Es lo que hace el ciego del Evangelio. “Gritaba con más fuerza”. Entonces, Jesús, al escuchar su grito, se detiene y lo llama a su presencia. “LLamaron al ciego diciéndole: Ánimo, levántate, que te llama. Soltó el manto, dio un salto y se acercó a Jesús”. Era ciego, pero no paralítico. “Dio un salto”, lleno de alegría, de esperanza... “y se acercó a Jesús”. ¿Os dais cuenta? Esto también lo podemos hacer nosotros. Gritar a Cristo, acercarnos a Él. Jesús le dijo: “¿Qué quieres que haga por ti?” Es fantástico. Jesús ve que es ciego, sabe lo que quiere. Pero se lo pregunta, para hacerle consciente de su necesidad. Cristo no puede obrar en nosotros, no puede curar nuestra ceguera si no se lo pedimos, si no le gritamos.

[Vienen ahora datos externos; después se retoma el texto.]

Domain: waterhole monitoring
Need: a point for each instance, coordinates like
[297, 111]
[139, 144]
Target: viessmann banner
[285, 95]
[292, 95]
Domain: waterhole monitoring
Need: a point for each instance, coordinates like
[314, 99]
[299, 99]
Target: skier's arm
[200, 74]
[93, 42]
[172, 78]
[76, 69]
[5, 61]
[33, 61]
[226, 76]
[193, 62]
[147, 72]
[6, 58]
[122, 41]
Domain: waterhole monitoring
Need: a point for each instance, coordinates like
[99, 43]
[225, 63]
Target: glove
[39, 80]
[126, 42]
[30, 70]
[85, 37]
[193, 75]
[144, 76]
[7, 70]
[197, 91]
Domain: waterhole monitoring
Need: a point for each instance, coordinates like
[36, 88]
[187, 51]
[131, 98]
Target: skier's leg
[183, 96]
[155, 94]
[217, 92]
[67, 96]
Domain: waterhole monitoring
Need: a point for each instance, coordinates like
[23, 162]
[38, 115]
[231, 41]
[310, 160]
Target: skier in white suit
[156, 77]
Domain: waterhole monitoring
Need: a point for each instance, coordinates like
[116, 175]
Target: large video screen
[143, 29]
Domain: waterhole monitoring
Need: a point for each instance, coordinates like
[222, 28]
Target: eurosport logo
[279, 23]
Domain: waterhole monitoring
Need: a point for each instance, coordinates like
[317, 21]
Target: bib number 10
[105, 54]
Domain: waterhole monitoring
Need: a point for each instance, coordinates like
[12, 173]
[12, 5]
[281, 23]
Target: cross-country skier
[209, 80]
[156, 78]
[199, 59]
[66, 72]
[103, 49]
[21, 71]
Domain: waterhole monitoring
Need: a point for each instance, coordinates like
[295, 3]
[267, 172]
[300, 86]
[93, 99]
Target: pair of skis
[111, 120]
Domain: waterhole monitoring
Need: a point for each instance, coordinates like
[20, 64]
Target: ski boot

Cristo nos pregunta hoy, ahora: “¿Qué quieres que haga por ti?” ¿Qué necesitas? No salgáis de este templo, no salgamos, sin identificar nuestra necesidad más radical, sin responder a la pregunta de Cristo, que nos habla hoy a través de la liturgia, de la Palabra proclamada, de la Eucaristía.

El ciego pidió ver y Jesús se lo concedió, pero le dijo: “Tu fe te ha curado”. Es como si le dijera: “No ha sido magia, sino un milagro posible por tu fe en mí”. La fe, hermanos, nos cura, nos salva. Bartimeo, el ciego del Evangelio, “recobró la vista” al momento y -añade el Evangelio- lo seguía por el camino”.

Concluyo con esta observación: el ciego recobró la vista, pero no volvió al lugar de antes -al borde del camino-, ni se fue a su casa, sino que siguió a Jesús, se convirtió en discípulo suyo. Al recobrar la vista pudo ver a Jesús, en quien ya había creído. Por eso el mayor milagro es la fe, es ver a Jesús y ser discípulos suyos. Hermanos, no ahoguemos el grito de nuestro corazón, no acallemos las preguntas. Gritemos al Señor y aumentará nuestra fe. Sigamos a Jesús por el camino de la vida y podremos cantar cada día: “El Señor ha estado grande conmigo y estoy alegre”. Que así sea.